Near field Communication (NFC) is a technology similar to Wi-Fi and Bluetooth Low Energy (BLE). At the same time, it’s a powerful enabler. The nature of proximity connectivity realizes the potential of an Internet of Things (IoT). Khushi Baby is one example of the impact such products can make on the world.
Traditionally, haala khaago black thread is worn by Indian children for protecting them from the evil eye. The Khushi baby (KB) necklace is designed based on this tradition. However, the KB is also embedded with an NFC chip that can be scanned by health care providers with a mobile app in a cell phone to obtain the wearer’s immunization record. What is the significance of this technological addition that costs less than a dollar?
Over 1.5 million children die from vaccine-preventable disease each year. In under-developed countries, especially in isolated rural areas, a major barrier to healthcare and immunization provision is tracking health records. With KB, a child’s data is synced to a cloud database and can be transformed into insights to be acted upon. Currently, thousands of children are benefitting from simple and inexpensive this innovation.

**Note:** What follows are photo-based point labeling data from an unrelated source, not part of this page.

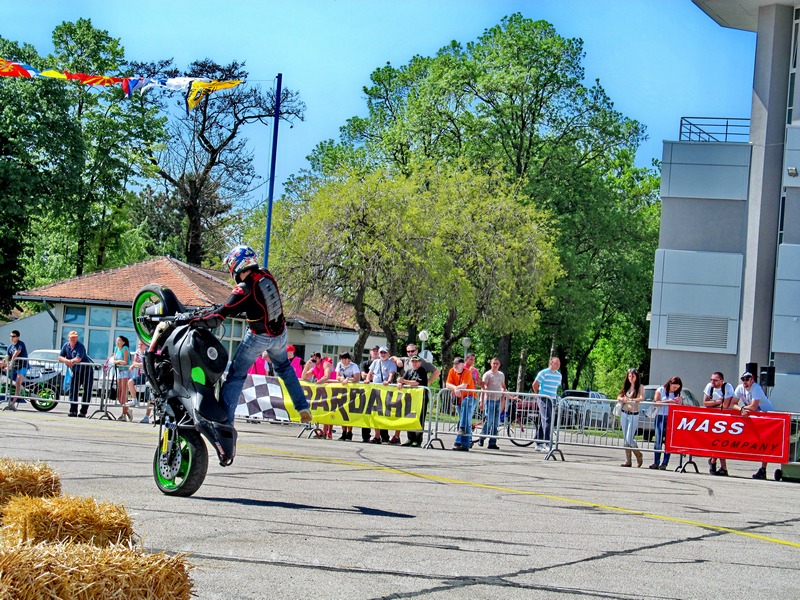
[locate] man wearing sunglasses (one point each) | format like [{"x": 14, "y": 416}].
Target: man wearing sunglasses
[{"x": 753, "y": 399}]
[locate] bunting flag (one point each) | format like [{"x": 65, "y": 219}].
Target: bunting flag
[
  {"x": 200, "y": 89},
  {"x": 9, "y": 69},
  {"x": 196, "y": 88}
]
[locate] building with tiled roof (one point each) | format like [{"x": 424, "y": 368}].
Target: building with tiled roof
[{"x": 98, "y": 306}]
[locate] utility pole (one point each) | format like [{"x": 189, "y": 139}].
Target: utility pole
[{"x": 271, "y": 188}]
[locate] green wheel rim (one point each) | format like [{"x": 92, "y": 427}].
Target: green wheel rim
[
  {"x": 183, "y": 470},
  {"x": 138, "y": 310}
]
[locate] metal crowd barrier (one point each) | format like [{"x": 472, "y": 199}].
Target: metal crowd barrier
[
  {"x": 520, "y": 422},
  {"x": 48, "y": 383}
]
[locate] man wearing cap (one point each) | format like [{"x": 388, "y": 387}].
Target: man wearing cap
[
  {"x": 718, "y": 394},
  {"x": 416, "y": 375},
  {"x": 73, "y": 354},
  {"x": 365, "y": 365},
  {"x": 753, "y": 399},
  {"x": 382, "y": 371},
  {"x": 462, "y": 385}
]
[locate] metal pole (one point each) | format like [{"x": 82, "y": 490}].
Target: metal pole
[{"x": 277, "y": 119}]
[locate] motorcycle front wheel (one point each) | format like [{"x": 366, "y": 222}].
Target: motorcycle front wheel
[{"x": 181, "y": 470}]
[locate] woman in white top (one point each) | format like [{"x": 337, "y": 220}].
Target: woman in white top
[
  {"x": 631, "y": 395},
  {"x": 667, "y": 395}
]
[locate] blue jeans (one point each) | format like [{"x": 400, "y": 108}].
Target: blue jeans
[
  {"x": 661, "y": 430},
  {"x": 465, "y": 412},
  {"x": 491, "y": 419},
  {"x": 630, "y": 423},
  {"x": 251, "y": 348},
  {"x": 545, "y": 404}
]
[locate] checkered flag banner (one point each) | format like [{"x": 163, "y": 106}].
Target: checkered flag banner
[{"x": 263, "y": 398}]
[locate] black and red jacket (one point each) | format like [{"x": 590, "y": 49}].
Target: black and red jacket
[{"x": 258, "y": 297}]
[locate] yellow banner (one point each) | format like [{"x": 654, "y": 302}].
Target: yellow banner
[{"x": 352, "y": 405}]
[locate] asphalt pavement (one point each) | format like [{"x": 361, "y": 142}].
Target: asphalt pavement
[{"x": 296, "y": 517}]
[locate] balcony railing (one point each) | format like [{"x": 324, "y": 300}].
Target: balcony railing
[{"x": 714, "y": 129}]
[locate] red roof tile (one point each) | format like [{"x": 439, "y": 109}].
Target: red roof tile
[{"x": 194, "y": 286}]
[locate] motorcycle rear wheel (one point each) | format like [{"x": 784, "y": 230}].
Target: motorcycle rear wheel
[{"x": 183, "y": 473}]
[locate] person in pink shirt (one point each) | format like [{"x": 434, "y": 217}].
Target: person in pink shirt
[{"x": 296, "y": 361}]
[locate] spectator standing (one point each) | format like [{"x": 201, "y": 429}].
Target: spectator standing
[
  {"x": 431, "y": 372},
  {"x": 382, "y": 371},
  {"x": 494, "y": 400},
  {"x": 121, "y": 361},
  {"x": 462, "y": 385},
  {"x": 546, "y": 386},
  {"x": 347, "y": 372},
  {"x": 319, "y": 369},
  {"x": 752, "y": 399},
  {"x": 631, "y": 395},
  {"x": 718, "y": 394},
  {"x": 374, "y": 354},
  {"x": 138, "y": 378},
  {"x": 295, "y": 361},
  {"x": 73, "y": 354},
  {"x": 18, "y": 370},
  {"x": 414, "y": 376},
  {"x": 667, "y": 395}
]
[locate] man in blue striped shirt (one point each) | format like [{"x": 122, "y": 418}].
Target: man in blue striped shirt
[{"x": 546, "y": 384}]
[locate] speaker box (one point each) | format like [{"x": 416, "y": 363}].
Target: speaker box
[{"x": 766, "y": 378}]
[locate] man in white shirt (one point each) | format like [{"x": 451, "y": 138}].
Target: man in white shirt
[
  {"x": 718, "y": 394},
  {"x": 753, "y": 399}
]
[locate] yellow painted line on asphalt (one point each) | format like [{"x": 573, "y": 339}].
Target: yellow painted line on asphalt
[{"x": 508, "y": 490}]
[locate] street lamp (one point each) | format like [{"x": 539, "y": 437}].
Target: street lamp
[{"x": 423, "y": 336}]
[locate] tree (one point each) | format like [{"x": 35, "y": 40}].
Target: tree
[
  {"x": 40, "y": 151},
  {"x": 207, "y": 164},
  {"x": 401, "y": 249},
  {"x": 515, "y": 98}
]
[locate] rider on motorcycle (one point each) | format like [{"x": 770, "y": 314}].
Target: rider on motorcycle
[{"x": 256, "y": 295}]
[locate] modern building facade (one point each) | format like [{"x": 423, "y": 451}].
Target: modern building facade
[{"x": 726, "y": 286}]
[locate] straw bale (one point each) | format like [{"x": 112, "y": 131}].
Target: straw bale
[
  {"x": 19, "y": 478},
  {"x": 87, "y": 572},
  {"x": 65, "y": 519}
]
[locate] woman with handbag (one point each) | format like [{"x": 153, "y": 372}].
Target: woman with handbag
[
  {"x": 121, "y": 360},
  {"x": 631, "y": 395}
]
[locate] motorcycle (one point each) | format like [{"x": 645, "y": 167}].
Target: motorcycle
[{"x": 182, "y": 365}]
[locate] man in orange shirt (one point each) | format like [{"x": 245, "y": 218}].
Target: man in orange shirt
[{"x": 461, "y": 384}]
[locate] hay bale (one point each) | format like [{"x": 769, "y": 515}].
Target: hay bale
[
  {"x": 19, "y": 478},
  {"x": 88, "y": 572},
  {"x": 65, "y": 519}
]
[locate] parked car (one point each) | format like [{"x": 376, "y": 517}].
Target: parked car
[
  {"x": 593, "y": 408},
  {"x": 646, "y": 421}
]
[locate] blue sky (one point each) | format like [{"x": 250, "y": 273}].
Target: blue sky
[{"x": 658, "y": 60}]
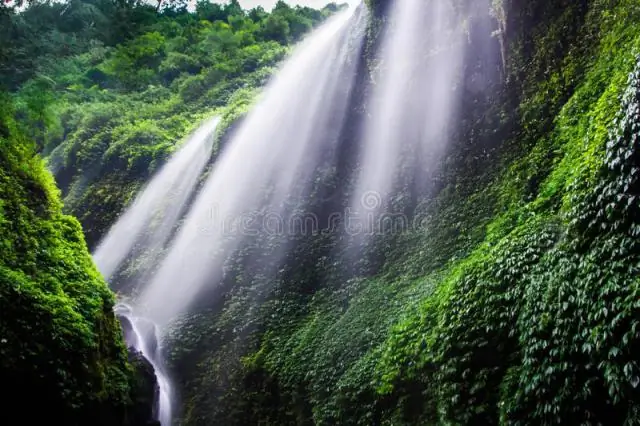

Another example of NFC in action is the adoption by chip makers. Texas Instruments (TI) is marketing a new NFC-enabled transponder targeted at automotive infotainment apps. The RF430CL330H-Q1 is an NFC Tag Type 4 device that combines a wireless NFC interface and a wired SPI or I2C interface to connect the device to a host. With a tap, the NFC interface enables end equipment to communicate with the infrastructure of NFC-enabled smart phones, tablets, and notebooks. It’s a path to IoT.
NFC will continue to serve as a powerful contributor to the IoT world. Vision and innovation will be the main driving force. From rural healthcare to transportation and more, continued creativity and development will unlock worlds of potential for the future.